I will meet you there."

~ Jalal ad-Din Rumi

Thursday, September 13, 2007


Ik ben verdietig.
Ik mis je.
Ik weet niet wat ik ermee moet.
Ik ben in de war. Vooral verdrietig.
Ik mis je.
Ik ben eerlijk.

Tuesday, September 11, 2007

From the Floris Series: Floris Finds the Roots 'n Culture

this video is long overdue to be posted - another convert :)
Thanks for the good time and positive vibes
x

Beautiful Luangwa
My friend Gareth's brother Patrick is another one of those talents that is living The Life.
For all the years I have been coming to Zambia, I have been told about the incredible beauty of the Luangwa Valley. For the same amount of years I have been wanting, yearning to go. But havent yet made it.
Recently plans came up for 'Loosje the Longboard Lion' and me to save money, lots of it, and make our way to Zambia together and finally into the valley and its camps.
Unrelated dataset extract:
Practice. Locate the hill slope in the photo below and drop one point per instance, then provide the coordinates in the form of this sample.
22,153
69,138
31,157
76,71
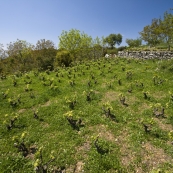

The dream remains with me.
Patrick's blog showing what he encounters almost daily, seen through his lense and craft, has only reinforced this desire. Longing. Yearning.
Apparently going Jan, Feb, March of next year would make staying in the camp financially feasible, no pipe-dream. Will we still have the plan? Will we make it happen?
Look, indulge, enjoy and wonder.
Beautiful Zambia. Beautiful Africa.

Contact, No contact
Does writing on my blog count?
Hoping that there's that bubble of me floating in thee.
Imposing the bubble selfishly.

Know Thyself.
These things aren't that simple I guess.
Now what, Albert E?

... musing from my flight and excerpts from hours and hours of Shantaram...

~ Khader's mafia did not deal with prostitution or pornography because both trades injure women and degrade men.
He took the moral high ground, even when all other mafia councils were cashing in on these profitable trades.

~ from the Easy Listening channel during the first leg: Neil Young, Joni Mitchell and more

~ yes, i'm sure it's true. similarly many women do things that isn't necessarily good for them. they gossip. they buy too many shoes. they bitch about other women. they care too much about what men think about them. they eat too little or eat too much. they have plastic surgery done. they identify more with their bodies than with their spirits. they...
i'm sure any 75% of a female population does one or many of the above, or many other things they are tempted to do for whatever reason when they know better than to do so.
But that isn't the population I will compare myself to to make myself feel better. Surely I do sometimes. But i try not to, it would be too easy. I identify with who I want to be. Where I want to grow to. With my Better Self, my Higher Self. That's who I want to project, that is what i want to define me. Not my Base Self. I have that. I was born with that. Yes, 75% of women or more don't intend to grow from their Base Selves, may not feel this growth as a goal in life. But why on earth would I compare myself to them? What's the good in it? Why is it even part of the discussion?

~ Beauty lies in people who shine and radiate positive constructive energy, beauty lies in people who love and care, who are true to themselves and their potential to grow.
Otherwise it is a beauty that strikes the eye rather than the heart, a beauty that sours if it isn't nourished by some goodness from within.
It's a distinction that seems to me so easy to make. Or do only women see this distinction in other women?
When beauty strikes you, which type is it? Or, which type do you want it to be?

From Shantaram again, in the words of a prophetic madman: Strong men create their own luck.